Plus grande qu'Andy, elle dût baisser le regard pour capter l'expression de son visage. Le blondinet faisait bien attention à garder son attention braquée sur le tableau en face de lui. Il ne voulait pas faire de faux pas. Du moins, pas encore.

— Nous sommes amis. Il est devenu mon modèle par un concours de circonstances.

— C'était pour un devoir, ou juste pour le loisir, embraya Julian.

S'il était curieux, sa copine l'était tout autant. Andy voulait arrêter de répondre à leurs questions qui ne cessaient de pleuvoir, mais il s'abstint de les renvoyer d'où ils venaient. Ce n'était pas poli, et il n'allait pas briser les efforts qu'ils faisaient pour s'intéresser.
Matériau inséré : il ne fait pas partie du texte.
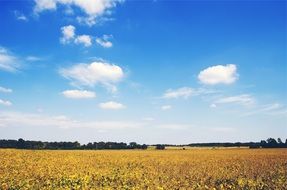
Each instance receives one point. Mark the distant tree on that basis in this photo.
(279, 141)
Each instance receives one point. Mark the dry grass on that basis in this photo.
(138, 169)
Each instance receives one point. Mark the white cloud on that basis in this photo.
(33, 58)
(184, 92)
(273, 109)
(223, 129)
(20, 16)
(243, 99)
(95, 73)
(148, 119)
(5, 103)
(166, 107)
(104, 41)
(68, 33)
(86, 40)
(5, 90)
(219, 74)
(42, 5)
(111, 105)
(93, 9)
(17, 119)
(8, 62)
(174, 126)
(79, 94)
(212, 106)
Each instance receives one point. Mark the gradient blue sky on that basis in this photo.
(144, 71)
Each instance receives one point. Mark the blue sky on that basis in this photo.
(144, 71)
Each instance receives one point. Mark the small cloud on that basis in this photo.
(5, 90)
(104, 41)
(86, 40)
(243, 99)
(184, 92)
(212, 106)
(20, 16)
(166, 107)
(111, 105)
(8, 62)
(174, 126)
(223, 129)
(273, 109)
(94, 73)
(68, 34)
(219, 74)
(79, 94)
(148, 119)
(94, 10)
(33, 58)
(5, 103)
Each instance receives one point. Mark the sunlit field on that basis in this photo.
(144, 169)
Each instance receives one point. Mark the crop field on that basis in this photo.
(144, 169)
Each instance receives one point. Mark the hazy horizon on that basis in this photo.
(169, 72)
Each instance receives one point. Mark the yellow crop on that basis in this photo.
(144, 169)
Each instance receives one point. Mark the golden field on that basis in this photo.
(144, 169)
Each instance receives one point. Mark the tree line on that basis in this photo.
(26, 144)
(269, 143)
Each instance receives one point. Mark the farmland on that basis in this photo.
(144, 169)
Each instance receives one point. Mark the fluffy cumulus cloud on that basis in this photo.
(166, 107)
(69, 36)
(184, 92)
(5, 90)
(8, 62)
(93, 9)
(243, 99)
(79, 94)
(5, 102)
(104, 41)
(219, 74)
(112, 105)
(20, 16)
(102, 73)
(86, 40)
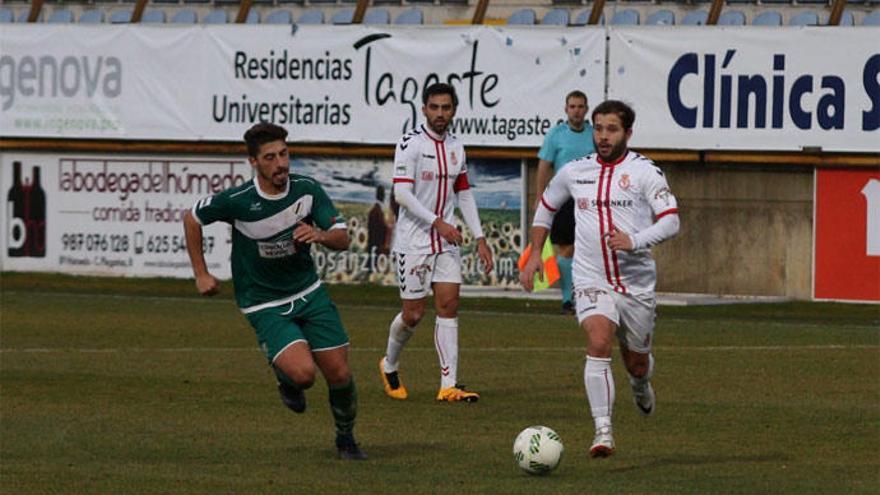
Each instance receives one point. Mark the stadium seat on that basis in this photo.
(311, 17)
(343, 16)
(872, 19)
(768, 18)
(376, 16)
(120, 17)
(732, 18)
(62, 16)
(185, 16)
(218, 16)
(278, 17)
(661, 17)
(695, 18)
(410, 16)
(556, 17)
(522, 17)
(153, 16)
(808, 18)
(93, 16)
(625, 17)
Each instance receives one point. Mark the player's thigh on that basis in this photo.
(637, 317)
(276, 330)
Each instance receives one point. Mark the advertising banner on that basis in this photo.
(355, 84)
(847, 235)
(749, 88)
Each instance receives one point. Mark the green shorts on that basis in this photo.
(312, 318)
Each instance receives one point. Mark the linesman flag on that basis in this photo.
(551, 269)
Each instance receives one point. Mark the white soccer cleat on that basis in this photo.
(603, 443)
(644, 398)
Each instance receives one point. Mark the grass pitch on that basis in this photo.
(140, 386)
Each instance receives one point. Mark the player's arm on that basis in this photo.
(468, 207)
(206, 283)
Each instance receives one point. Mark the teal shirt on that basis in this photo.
(562, 145)
(267, 265)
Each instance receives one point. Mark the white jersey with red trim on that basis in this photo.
(629, 195)
(437, 169)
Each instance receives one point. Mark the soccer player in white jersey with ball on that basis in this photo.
(623, 207)
(430, 173)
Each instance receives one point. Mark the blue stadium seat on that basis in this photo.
(732, 18)
(120, 17)
(410, 16)
(768, 18)
(278, 17)
(522, 17)
(556, 17)
(185, 16)
(695, 18)
(311, 17)
(625, 17)
(62, 16)
(661, 17)
(153, 16)
(808, 18)
(93, 16)
(872, 19)
(343, 16)
(376, 16)
(218, 16)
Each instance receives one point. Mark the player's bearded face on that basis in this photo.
(272, 164)
(439, 112)
(609, 137)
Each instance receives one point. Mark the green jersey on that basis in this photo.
(267, 265)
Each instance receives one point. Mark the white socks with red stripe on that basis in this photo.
(446, 342)
(398, 335)
(599, 383)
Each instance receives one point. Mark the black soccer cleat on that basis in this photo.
(293, 397)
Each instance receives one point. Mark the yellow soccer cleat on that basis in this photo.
(393, 387)
(457, 394)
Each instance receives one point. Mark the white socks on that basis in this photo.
(446, 342)
(398, 335)
(599, 383)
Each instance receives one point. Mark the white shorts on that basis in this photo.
(416, 272)
(633, 315)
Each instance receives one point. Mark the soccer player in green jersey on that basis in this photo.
(275, 218)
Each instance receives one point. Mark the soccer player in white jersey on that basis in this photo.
(429, 173)
(275, 218)
(623, 207)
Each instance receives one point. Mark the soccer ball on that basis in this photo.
(537, 450)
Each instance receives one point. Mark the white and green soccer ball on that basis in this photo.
(537, 450)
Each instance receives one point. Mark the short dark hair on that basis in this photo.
(263, 133)
(619, 108)
(440, 89)
(576, 94)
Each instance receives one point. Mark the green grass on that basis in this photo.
(139, 386)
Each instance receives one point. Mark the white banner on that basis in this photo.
(86, 214)
(324, 83)
(749, 88)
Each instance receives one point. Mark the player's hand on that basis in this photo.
(485, 254)
(448, 232)
(307, 234)
(207, 285)
(617, 239)
(527, 275)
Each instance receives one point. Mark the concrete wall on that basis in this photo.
(746, 230)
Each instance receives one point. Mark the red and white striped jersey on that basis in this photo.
(437, 169)
(630, 195)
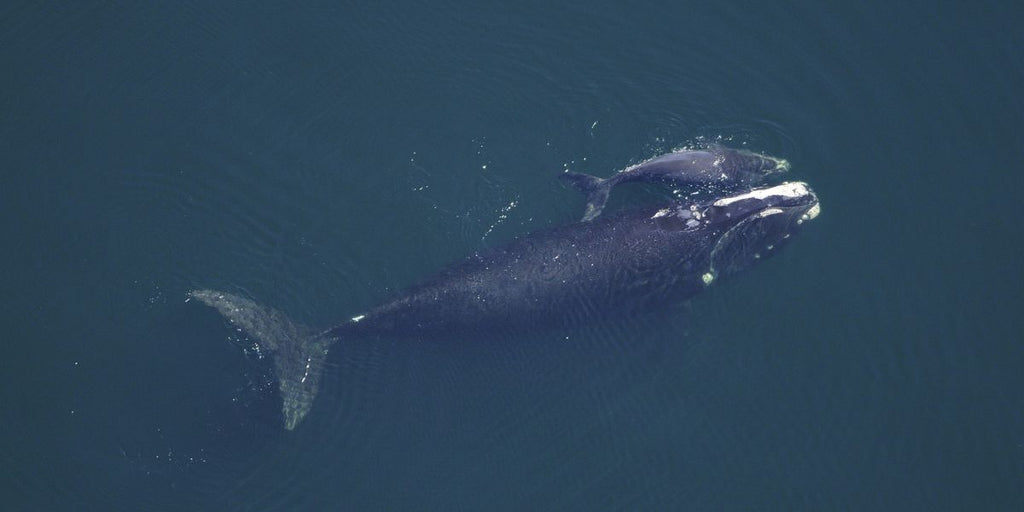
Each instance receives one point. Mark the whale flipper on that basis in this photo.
(298, 353)
(597, 192)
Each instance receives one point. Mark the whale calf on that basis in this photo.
(624, 263)
(725, 168)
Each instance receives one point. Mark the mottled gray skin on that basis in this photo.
(633, 261)
(724, 168)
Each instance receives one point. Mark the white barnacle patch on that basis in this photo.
(767, 212)
(660, 213)
(306, 374)
(788, 189)
(814, 211)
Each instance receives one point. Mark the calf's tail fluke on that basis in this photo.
(597, 190)
(298, 353)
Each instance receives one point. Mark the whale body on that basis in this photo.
(717, 167)
(625, 263)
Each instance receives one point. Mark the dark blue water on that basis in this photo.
(318, 158)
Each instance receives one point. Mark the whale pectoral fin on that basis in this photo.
(298, 353)
(597, 192)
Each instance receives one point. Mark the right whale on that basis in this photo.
(626, 263)
(725, 168)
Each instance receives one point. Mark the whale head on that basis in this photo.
(753, 225)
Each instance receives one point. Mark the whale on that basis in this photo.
(626, 263)
(717, 168)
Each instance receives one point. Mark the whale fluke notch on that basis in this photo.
(298, 353)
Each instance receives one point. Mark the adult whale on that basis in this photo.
(620, 264)
(718, 168)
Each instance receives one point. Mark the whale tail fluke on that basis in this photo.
(597, 190)
(298, 353)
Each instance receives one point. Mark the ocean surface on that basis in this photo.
(316, 158)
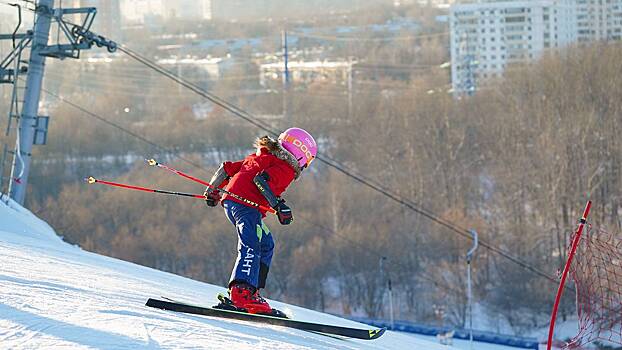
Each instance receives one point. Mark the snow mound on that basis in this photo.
(55, 295)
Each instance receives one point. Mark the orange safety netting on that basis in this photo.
(597, 274)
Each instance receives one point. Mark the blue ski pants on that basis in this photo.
(255, 244)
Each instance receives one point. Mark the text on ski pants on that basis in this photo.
(255, 242)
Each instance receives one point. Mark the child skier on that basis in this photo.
(260, 177)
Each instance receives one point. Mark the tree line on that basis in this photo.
(516, 162)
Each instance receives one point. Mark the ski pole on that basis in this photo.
(91, 180)
(153, 162)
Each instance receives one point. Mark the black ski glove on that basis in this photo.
(212, 197)
(284, 213)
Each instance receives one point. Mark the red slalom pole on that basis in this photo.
(560, 289)
(153, 162)
(91, 180)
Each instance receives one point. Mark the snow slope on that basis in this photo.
(54, 295)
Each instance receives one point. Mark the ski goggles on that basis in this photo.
(300, 145)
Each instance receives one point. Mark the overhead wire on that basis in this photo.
(325, 159)
(341, 168)
(341, 237)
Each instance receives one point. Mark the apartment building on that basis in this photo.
(486, 36)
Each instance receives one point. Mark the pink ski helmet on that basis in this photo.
(299, 143)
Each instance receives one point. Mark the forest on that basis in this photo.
(516, 162)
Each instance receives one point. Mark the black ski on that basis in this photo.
(348, 332)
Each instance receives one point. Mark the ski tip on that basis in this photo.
(376, 333)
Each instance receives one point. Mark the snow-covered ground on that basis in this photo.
(54, 295)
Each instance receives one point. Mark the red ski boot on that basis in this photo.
(245, 297)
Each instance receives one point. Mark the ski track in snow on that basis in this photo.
(54, 295)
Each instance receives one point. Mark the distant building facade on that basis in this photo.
(599, 20)
(306, 72)
(488, 35)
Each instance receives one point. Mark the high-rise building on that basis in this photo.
(599, 20)
(486, 36)
(108, 19)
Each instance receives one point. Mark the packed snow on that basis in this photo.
(55, 295)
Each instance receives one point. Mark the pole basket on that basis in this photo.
(597, 274)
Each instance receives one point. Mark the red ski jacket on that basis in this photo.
(244, 171)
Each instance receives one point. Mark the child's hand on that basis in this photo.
(284, 213)
(212, 198)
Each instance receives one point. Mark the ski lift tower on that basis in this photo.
(24, 110)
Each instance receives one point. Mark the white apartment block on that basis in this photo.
(486, 36)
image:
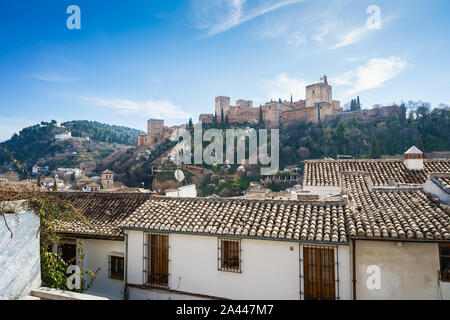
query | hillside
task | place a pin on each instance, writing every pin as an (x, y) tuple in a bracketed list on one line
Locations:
[(91, 141)]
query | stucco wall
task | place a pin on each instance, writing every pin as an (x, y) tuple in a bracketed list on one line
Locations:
[(406, 272), (20, 269), (431, 187), (96, 256), (270, 269), (322, 191)]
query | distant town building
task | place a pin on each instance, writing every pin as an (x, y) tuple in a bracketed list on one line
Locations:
[(36, 169), (156, 133), (317, 106), (188, 191), (69, 171), (91, 187)]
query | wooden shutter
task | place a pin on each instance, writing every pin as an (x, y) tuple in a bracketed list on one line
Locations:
[(319, 273)]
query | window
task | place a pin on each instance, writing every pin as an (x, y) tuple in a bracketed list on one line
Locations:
[(68, 252), (157, 261), (444, 254), (116, 267), (319, 273), (229, 255)]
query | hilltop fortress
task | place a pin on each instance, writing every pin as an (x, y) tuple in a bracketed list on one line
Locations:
[(318, 106)]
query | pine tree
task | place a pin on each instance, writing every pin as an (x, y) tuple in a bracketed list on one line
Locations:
[(55, 187), (374, 149), (419, 144)]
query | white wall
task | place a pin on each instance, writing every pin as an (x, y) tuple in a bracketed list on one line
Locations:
[(270, 270), (431, 187), (323, 191), (407, 272), (96, 256), (20, 269)]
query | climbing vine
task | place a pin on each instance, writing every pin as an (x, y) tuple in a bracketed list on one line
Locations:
[(52, 211)]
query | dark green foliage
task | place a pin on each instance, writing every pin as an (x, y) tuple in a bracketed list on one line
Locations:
[(419, 144), (374, 149), (103, 132), (38, 141)]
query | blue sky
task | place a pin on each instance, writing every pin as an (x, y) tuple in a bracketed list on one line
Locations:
[(134, 60)]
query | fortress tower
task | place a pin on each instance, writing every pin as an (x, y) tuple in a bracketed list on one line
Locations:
[(319, 93)]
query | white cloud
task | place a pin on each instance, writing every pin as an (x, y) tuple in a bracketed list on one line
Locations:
[(358, 34), (220, 16), (283, 86), (12, 125), (296, 39), (352, 37), (151, 108), (375, 73), (323, 32)]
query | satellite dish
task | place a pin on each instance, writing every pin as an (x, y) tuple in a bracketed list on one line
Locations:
[(179, 175)]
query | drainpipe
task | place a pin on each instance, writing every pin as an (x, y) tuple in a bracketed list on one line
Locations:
[(354, 268), (125, 276)]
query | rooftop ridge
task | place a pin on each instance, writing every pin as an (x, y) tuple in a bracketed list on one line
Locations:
[(370, 160)]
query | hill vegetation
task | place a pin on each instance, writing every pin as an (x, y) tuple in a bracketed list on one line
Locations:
[(36, 144)]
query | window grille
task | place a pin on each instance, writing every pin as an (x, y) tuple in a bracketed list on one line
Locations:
[(229, 255), (156, 260), (319, 273), (115, 267)]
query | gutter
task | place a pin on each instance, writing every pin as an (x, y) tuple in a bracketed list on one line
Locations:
[(354, 267), (125, 271)]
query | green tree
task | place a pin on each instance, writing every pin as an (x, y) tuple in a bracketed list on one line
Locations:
[(419, 144), (374, 149)]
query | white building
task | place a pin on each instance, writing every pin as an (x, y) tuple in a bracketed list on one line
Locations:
[(20, 269), (68, 171), (151, 247)]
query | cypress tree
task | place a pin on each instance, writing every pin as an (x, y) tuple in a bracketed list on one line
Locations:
[(419, 144), (374, 149), (261, 120)]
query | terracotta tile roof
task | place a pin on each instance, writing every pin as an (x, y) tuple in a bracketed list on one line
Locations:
[(327, 172), (287, 220), (104, 211), (443, 183), (393, 214)]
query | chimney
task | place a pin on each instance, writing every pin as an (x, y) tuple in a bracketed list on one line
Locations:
[(413, 159)]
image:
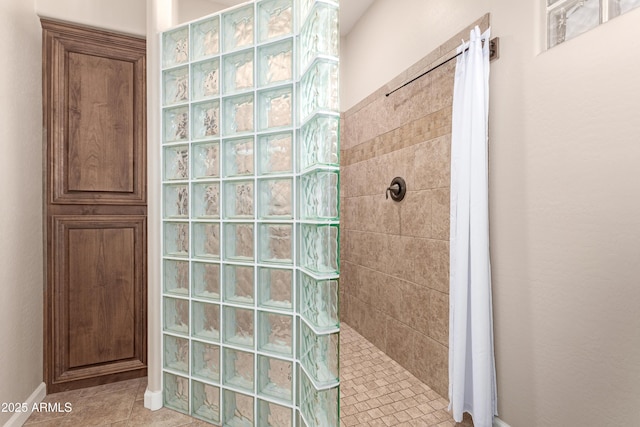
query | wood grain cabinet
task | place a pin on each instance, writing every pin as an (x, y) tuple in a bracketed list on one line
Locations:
[(95, 206)]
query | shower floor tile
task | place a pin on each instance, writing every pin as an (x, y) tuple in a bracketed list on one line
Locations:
[(374, 391)]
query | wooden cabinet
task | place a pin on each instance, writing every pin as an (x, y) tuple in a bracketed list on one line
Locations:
[(95, 206)]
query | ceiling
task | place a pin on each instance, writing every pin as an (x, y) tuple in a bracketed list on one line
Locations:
[(350, 11)]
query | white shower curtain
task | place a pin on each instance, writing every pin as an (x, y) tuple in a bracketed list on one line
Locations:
[(472, 381)]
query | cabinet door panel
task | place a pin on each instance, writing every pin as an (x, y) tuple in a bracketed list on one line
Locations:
[(95, 206)]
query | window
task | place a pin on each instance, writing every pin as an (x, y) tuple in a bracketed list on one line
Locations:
[(569, 18)]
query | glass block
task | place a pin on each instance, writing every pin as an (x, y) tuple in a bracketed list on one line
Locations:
[(275, 108), (206, 200), (275, 153), (572, 19), (319, 141), (176, 277), (318, 408), (320, 247), (275, 288), (175, 86), (206, 280), (238, 409), (206, 361), (238, 199), (205, 37), (275, 198), (319, 302), (206, 321), (175, 47), (176, 353), (206, 240), (238, 114), (176, 392), (305, 8), (319, 195), (319, 355), (205, 118), (619, 7), (176, 239), (276, 243), (205, 79), (238, 27), (319, 89), (238, 326), (176, 201), (275, 333), (275, 19), (176, 315), (238, 284), (238, 238), (176, 162), (205, 400), (275, 378), (275, 63), (238, 71), (206, 160), (238, 369), (273, 415), (319, 34), (176, 124), (238, 156)]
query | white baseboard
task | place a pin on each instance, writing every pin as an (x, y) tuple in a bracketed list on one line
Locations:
[(19, 418), (153, 400)]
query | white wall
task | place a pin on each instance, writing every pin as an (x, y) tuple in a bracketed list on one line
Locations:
[(21, 267), (125, 16), (564, 186)]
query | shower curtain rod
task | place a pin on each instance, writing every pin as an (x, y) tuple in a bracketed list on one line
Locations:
[(493, 54)]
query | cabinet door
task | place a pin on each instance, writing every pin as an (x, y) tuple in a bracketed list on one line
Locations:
[(95, 198)]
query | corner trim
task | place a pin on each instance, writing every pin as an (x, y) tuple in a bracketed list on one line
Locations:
[(19, 418), (497, 422), (153, 400)]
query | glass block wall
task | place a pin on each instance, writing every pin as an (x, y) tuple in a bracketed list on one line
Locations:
[(250, 135)]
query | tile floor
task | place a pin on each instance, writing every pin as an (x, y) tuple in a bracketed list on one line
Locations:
[(375, 391)]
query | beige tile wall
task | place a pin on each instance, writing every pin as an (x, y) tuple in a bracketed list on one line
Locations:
[(395, 255)]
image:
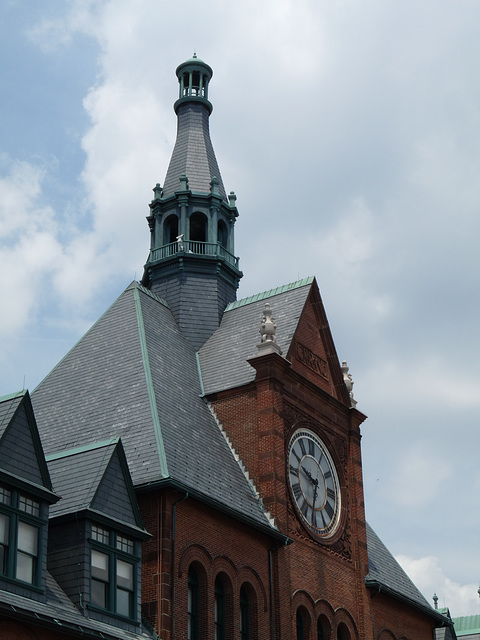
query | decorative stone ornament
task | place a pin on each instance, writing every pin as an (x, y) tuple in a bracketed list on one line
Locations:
[(347, 378), (268, 329)]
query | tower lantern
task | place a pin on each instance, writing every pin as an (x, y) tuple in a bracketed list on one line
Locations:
[(192, 264), (193, 76)]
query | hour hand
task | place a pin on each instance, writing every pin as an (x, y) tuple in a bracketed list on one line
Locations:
[(309, 476)]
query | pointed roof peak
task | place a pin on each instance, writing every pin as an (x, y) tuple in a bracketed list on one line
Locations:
[(193, 157)]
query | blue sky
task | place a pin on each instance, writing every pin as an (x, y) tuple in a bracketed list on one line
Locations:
[(350, 134)]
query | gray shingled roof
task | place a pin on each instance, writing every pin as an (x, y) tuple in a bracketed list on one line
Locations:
[(134, 376), (8, 406), (193, 153), (223, 358), (63, 616), (384, 570)]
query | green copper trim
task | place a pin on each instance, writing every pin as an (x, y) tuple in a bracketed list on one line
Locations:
[(87, 447), (269, 294), (467, 625), (150, 389), (12, 396)]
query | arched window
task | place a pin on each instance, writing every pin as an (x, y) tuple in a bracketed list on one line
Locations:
[(323, 628), (193, 632), (170, 229), (342, 632), (198, 228), (222, 233), (219, 610), (245, 615)]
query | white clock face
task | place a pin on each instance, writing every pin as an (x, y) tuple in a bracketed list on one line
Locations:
[(314, 483)]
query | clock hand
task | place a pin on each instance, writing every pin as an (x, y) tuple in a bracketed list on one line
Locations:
[(309, 475)]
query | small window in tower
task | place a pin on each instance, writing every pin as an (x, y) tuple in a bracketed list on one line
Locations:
[(196, 83), (198, 231), (113, 568), (303, 624), (193, 632), (219, 610), (170, 230), (20, 534), (222, 233)]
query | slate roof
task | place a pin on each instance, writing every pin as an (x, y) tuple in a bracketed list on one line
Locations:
[(223, 358), (384, 570), (467, 627), (134, 376), (8, 405), (193, 153), (100, 483), (62, 615)]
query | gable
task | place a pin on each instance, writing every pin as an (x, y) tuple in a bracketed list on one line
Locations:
[(312, 351), (112, 496), (21, 452)]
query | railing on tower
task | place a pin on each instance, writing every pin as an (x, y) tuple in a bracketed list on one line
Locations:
[(194, 247)]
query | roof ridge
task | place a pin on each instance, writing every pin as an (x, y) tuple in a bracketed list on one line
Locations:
[(13, 396), (150, 388), (82, 449), (268, 294), (137, 285), (243, 468)]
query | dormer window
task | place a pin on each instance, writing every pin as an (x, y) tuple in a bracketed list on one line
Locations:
[(20, 529), (113, 572)]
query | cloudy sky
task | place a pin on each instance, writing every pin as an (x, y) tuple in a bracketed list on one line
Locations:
[(350, 132)]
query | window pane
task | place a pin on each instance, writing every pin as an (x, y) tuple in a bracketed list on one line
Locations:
[(28, 506), (27, 538), (124, 599), (99, 565), (3, 559), (99, 594), (124, 574), (4, 523), (25, 567), (100, 535), (125, 544)]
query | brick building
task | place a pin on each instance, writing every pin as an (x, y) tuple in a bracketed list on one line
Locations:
[(198, 471)]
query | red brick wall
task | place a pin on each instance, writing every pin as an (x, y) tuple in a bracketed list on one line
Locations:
[(403, 622)]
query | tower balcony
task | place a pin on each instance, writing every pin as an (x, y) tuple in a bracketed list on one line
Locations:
[(193, 247)]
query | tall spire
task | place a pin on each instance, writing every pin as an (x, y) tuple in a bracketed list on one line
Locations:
[(192, 263), (193, 154)]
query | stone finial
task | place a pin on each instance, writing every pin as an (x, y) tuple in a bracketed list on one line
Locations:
[(347, 378), (183, 182), (268, 329), (157, 191)]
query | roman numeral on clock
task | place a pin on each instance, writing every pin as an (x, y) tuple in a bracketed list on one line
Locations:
[(297, 490), (311, 448), (302, 446), (329, 509)]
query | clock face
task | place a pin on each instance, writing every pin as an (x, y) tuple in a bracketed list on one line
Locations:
[(314, 483)]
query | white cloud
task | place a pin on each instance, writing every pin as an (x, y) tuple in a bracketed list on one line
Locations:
[(29, 250), (428, 575)]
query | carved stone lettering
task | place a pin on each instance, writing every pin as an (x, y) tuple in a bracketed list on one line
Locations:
[(311, 360)]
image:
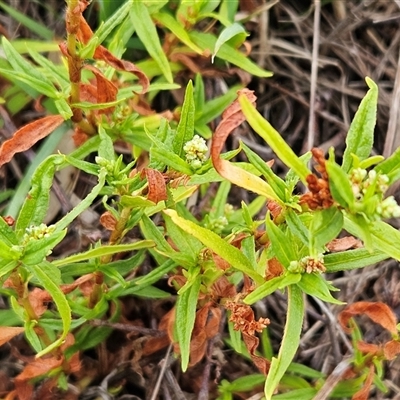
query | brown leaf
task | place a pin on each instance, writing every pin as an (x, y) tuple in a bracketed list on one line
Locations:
[(8, 332), (391, 349), (251, 343), (231, 119), (206, 326), (380, 313), (368, 348), (28, 135), (157, 189), (363, 393)]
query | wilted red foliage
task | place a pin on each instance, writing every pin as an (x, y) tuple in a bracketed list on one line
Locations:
[(28, 135), (319, 195), (378, 312)]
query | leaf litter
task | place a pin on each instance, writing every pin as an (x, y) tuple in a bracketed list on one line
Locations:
[(357, 39)]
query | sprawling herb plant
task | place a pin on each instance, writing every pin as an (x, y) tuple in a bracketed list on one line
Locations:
[(288, 249)]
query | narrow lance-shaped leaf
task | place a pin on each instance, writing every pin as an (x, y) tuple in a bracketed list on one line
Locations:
[(352, 259), (59, 299), (147, 33), (36, 204), (227, 34), (232, 118), (228, 252), (185, 129), (28, 135), (84, 204), (290, 341), (273, 138), (360, 137), (185, 318)]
La complexité humaine à travers un visage existant, il me semble.

— Mmh... c'est signé Mme. Guillot, ça ?

— Oui. Elle aime bien faire des sujets vagues. Je l'ai tout ce semestre.

— J'adore cette prof, elle est cash.

Andy se contenta d'hocher la tête. Que pouvait-il répondre à cela ? Il n'était pas à l'aise du tout. Morgan s'était un peu éloigné, durant leur échange, afin d'inspecter ce qu'il avait sous les yeux. D'un tableau moderne à une statuette révolutionnaire. Lui non plus de comprenait pas comment les gens pouvaient s'extasier devant ça. Il tournait autour, ne sachant pas vraiment comment aborder la chose.

Il sentit une présence à ses côtés, et avisa Andy qui avait le même air perplexe sur le visage. Apparemment, les deux ne savaient pas vraiment ce que la statuette représentait.

— Tu as réussi à t'échapper de leurs griffes ?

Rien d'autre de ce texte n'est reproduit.